President Joe Biden has made it a point to reverse or undo much of what was put in place by his predecessor, particularly with regard to the enforcement policies related to border security and immigration statutes.
Yet, while the federal government under Biden has declined to enforce certain laws, a group of 17 states led by Texas and Louisiana has sought to compel such enforcement by way of the federal courts, Just the News reported.
A district court in Texas had already ruled in favor of the states and the case is now pending before the Fifth Circuit Court of Appeals after the U.S. Supreme Court declined an emergency appeal to overturn the lower court’s ruling.
At issue is a February “Interim Guidance” memo from the acting director of Immigration and Customs Enforcement (ICE) that laid out the Biden administration’s new policies in terms of “civil immigration enforcement and removal policies.”
The memo substantially narrowed the scope of illegal aliens who were a priority for ICE agents to detain or deport, basically limiting it to those who posed a national security threat, were apprehended in the act of crossing the border, or had been convicted for certain serious “aggravated” felonies or were members of street gangs and transnational criminal organizations.

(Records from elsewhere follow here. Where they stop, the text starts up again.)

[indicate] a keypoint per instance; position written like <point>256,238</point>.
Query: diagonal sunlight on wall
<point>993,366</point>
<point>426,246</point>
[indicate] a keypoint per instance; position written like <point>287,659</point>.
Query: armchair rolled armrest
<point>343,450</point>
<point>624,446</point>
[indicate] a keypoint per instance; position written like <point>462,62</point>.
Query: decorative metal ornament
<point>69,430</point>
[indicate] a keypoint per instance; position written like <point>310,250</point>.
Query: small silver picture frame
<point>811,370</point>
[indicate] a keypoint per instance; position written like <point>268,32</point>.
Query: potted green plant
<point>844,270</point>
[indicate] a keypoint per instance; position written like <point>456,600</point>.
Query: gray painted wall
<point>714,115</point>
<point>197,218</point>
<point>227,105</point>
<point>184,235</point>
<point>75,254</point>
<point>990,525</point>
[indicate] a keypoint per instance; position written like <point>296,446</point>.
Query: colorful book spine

ICE agents would be required to seek preapproval from superiors in order to detain or deport any other illegal aliens that didn’t fit in those prioritized classes, even if they’d been convicted of a wide assortment of other felony crimes that weren’t necessarily “aggravated.”
Multiple states join
As noted, the case brought by Texas and Louisiana challenging the new ICE prioritization policy is currently before the Fifth Circuit Court of Appeals, and those two states were just joined by 15 others, led by Arizona, in an amicus brief filed Aug. 30.

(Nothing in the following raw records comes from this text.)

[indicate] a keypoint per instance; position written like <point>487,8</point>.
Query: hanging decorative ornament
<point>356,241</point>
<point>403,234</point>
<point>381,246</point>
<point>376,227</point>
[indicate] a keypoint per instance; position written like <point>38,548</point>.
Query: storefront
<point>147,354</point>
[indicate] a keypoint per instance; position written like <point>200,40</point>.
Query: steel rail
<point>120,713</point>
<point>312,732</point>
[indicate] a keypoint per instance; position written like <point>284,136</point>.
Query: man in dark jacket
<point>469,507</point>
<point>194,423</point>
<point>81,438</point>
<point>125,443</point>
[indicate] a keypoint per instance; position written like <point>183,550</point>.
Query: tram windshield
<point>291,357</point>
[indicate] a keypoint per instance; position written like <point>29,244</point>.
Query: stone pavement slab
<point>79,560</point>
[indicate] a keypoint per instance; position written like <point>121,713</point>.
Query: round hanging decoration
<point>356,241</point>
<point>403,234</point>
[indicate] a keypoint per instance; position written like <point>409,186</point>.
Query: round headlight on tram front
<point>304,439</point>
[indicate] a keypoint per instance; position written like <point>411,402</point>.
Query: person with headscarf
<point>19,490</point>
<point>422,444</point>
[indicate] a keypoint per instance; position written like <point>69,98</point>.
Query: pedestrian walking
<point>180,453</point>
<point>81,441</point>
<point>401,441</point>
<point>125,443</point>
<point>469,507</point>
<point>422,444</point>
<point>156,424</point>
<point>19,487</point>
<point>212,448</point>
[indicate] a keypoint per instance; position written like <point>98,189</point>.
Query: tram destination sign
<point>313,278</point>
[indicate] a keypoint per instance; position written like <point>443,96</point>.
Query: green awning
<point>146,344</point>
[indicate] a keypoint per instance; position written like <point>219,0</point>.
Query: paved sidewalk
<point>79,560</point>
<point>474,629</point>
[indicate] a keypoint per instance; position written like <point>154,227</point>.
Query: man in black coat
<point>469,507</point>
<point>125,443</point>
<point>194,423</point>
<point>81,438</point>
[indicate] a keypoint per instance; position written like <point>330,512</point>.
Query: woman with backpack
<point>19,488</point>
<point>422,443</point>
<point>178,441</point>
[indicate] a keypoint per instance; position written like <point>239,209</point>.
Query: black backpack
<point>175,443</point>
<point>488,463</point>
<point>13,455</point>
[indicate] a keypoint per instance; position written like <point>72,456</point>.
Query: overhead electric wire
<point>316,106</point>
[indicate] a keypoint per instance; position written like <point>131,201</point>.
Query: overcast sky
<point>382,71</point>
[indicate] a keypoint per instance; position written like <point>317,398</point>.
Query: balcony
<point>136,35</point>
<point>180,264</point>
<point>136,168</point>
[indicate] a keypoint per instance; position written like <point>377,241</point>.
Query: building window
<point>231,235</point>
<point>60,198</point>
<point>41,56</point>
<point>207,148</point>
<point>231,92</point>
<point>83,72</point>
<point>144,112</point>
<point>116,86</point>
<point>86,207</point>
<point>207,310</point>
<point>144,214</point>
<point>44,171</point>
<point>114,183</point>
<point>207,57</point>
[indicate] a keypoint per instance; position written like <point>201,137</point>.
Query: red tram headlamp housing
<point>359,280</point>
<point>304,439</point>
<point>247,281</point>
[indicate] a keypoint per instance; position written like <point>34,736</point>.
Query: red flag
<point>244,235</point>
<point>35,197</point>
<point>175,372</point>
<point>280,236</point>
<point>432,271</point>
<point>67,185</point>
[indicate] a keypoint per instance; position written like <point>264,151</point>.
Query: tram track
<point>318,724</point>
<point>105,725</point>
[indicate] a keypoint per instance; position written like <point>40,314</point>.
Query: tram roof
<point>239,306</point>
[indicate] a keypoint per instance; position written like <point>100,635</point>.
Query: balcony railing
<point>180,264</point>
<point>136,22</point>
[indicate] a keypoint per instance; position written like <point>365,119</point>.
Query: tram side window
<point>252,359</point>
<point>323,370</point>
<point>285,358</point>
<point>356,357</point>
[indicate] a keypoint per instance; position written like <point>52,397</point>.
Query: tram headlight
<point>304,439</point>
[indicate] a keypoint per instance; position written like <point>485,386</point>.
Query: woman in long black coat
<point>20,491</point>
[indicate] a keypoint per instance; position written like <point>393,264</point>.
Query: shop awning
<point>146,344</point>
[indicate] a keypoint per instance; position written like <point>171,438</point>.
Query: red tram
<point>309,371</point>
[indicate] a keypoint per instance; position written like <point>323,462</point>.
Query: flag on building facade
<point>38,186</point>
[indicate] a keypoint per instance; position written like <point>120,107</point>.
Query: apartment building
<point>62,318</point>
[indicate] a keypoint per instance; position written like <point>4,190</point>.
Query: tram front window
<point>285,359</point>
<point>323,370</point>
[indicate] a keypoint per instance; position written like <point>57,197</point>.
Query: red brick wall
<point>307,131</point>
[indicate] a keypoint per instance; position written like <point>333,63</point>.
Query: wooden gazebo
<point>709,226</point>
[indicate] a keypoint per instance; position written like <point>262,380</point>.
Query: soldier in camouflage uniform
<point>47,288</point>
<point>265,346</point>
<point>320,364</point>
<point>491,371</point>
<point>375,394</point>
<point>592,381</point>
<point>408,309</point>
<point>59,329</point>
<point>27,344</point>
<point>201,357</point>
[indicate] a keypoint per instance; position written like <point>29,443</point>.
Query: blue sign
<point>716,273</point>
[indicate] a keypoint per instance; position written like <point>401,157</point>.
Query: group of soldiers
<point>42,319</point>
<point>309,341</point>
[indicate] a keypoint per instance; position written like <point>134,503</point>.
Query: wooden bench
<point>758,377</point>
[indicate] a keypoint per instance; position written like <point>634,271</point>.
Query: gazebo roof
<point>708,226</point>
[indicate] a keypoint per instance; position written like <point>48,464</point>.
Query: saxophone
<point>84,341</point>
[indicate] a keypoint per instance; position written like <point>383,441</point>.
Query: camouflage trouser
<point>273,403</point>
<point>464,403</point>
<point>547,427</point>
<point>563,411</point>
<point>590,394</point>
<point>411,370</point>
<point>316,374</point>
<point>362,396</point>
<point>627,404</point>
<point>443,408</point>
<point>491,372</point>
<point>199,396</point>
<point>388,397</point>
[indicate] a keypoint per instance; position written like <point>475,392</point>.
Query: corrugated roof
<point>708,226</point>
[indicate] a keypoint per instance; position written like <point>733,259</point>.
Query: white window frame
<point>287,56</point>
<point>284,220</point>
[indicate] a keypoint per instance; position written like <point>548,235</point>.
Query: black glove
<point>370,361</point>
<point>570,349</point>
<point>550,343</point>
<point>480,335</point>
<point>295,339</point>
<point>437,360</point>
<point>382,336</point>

The filing asserts that the “unlawful actions” of the Biden administration has caused “irreparable harm” to the states, largely by way of increased costs and crime due to the administration releasing illegal aliens into those states instead of detaining or deporting them, as is required by law — a problem that is growing worse by the day in conjunction with the surge of illegal aliens crossing the southern border.
The several states called out the Biden administration for its “brazen defiance of legal requirements” and “escalating pattern of contempt for the rule of law,” both in this case as well as in other areas, such as the eviction moratorium extension, for example.
Furthermore, the states pointed to the administration’s failure to consider the impact its new policies have had on the states and had violated requirements within the Administrative Procedures Act that mandate consultation with states, a cost/benefit analysis of a policy’s impact, and an appropriate notice-and-comment period for new rules.
The brief also highlighted how certain pertinent statutes included the word “shall” with respect to the detention and deportation of illegal aliens, and how courts have always agreed that “shall” means the same thing as “must” in statutory language — meaning the administration was blatantly violating immigration laws by not detaining or deporting all illegal aliens.
“The border is in crisis. This Administration is increasingly and alarmingly lawless. And the States continue to suffer escalating irreparable harm as the border slips further and further away from the Administration’s control,” the states’ amici brief concluded in asking the court to deny the administration’s request to block the lower court’s ruling.